Response: We understand that the Reviewer refers to the description of the binary logistic regression analyses we performed (lines 162 to 168), and by holistic, the Reviewer probably meant that this method produces models to explain the SARS-CoV-2 test result based on data from a population that can explain the variance on the test results with a certain degree (R2). Although, from that point of view, the method is holistic, our work focuses on the potential of the models to predict individual tests, which may be helpful tools for early diagnosis that could prevent the further spread of contagions by opportune isolation measures in each diagnosed patient. 

 

Comment 4: Besides the dataset, this study has no novelty. It's a simple statistical analysis that is also precise. The major fault lies in Method.

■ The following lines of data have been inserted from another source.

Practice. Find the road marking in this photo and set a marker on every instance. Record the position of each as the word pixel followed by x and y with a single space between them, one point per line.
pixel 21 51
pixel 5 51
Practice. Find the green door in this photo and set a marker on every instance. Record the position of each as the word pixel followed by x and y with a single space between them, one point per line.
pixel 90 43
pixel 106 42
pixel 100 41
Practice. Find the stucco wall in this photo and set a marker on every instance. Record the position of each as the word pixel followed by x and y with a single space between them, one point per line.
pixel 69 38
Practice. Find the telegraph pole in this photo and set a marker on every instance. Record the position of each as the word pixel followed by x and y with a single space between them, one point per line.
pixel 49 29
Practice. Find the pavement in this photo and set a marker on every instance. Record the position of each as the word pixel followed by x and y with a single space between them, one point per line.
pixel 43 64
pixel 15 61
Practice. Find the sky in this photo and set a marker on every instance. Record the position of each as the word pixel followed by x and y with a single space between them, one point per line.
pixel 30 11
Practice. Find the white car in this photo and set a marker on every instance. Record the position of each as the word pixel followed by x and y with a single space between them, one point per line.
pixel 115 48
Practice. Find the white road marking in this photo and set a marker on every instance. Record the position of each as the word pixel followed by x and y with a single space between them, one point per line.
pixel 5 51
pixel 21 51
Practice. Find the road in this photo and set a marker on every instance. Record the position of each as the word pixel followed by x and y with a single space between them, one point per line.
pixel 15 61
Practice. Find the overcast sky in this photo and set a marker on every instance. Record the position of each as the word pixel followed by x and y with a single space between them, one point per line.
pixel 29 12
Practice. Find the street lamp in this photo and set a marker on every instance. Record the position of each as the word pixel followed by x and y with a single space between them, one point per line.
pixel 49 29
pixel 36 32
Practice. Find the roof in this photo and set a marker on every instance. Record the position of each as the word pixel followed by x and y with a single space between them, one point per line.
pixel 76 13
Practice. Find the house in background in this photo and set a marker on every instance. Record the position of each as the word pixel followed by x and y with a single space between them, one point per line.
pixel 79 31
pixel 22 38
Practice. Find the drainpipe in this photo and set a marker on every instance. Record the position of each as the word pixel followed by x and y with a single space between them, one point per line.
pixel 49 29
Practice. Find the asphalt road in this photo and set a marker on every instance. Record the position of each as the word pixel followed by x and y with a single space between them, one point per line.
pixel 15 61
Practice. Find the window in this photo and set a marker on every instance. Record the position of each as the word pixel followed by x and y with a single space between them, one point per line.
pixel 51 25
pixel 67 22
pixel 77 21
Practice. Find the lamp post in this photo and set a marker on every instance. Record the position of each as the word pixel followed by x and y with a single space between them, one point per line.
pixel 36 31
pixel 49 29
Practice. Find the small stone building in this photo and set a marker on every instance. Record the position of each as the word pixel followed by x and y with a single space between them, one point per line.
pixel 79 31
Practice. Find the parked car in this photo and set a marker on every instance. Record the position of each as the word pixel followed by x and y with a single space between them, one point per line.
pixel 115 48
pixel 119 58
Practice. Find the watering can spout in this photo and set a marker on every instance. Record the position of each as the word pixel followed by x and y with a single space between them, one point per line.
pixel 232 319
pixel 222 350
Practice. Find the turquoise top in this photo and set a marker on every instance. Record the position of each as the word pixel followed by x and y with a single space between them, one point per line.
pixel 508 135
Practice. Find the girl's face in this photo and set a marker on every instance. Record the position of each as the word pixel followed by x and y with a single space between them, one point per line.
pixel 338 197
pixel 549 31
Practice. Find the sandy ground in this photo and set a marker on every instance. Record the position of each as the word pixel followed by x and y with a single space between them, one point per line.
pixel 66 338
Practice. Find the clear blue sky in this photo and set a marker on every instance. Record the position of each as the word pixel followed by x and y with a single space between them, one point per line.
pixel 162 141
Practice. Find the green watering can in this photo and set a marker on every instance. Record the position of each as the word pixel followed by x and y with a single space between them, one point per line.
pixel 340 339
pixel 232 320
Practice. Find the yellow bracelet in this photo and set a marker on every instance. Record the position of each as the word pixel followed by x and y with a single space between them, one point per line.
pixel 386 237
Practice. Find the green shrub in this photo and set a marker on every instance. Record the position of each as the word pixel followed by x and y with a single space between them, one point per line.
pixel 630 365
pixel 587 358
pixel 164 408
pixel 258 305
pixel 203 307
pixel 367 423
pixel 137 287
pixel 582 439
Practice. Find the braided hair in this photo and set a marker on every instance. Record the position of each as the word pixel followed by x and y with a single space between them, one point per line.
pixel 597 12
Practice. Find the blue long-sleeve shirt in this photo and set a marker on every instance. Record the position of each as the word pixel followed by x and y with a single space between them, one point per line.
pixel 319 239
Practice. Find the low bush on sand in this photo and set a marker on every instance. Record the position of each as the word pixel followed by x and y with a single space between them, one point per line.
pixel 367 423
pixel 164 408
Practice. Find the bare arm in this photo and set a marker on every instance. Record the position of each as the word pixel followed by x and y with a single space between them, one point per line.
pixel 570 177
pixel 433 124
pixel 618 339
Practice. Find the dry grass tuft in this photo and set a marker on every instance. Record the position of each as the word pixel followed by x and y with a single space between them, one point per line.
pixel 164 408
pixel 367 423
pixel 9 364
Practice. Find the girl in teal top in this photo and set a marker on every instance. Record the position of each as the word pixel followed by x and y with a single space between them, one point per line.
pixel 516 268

Other sections are fine.

Response: As described in the response to Comment 2 above, our work was not oriented to methodological novelty but on obtaining new insights about the variables that better predicted individual infections along the first six waves of the pandemic in a relevant urban population. As mentioned in the discussion section's first paragraph, which is now defined as subsection “4.1. Main contribution”:

“The prediction models showed very good performance, so they are a potential new tool to deal with new waves of contagion. They promote an early risk diagnosis and thus favor measures that reduce infections. The models also show that the prediction variables varied widely between the six waves, highlighting the continuous change in the factors that influence the spread of COVID-19, and hence the importance of considering statistical models for individual prediction that can be updated as these factors evolve with data from the same population.”

Comment 6: Comments on the Quality of English Language: Need to check for minor errors.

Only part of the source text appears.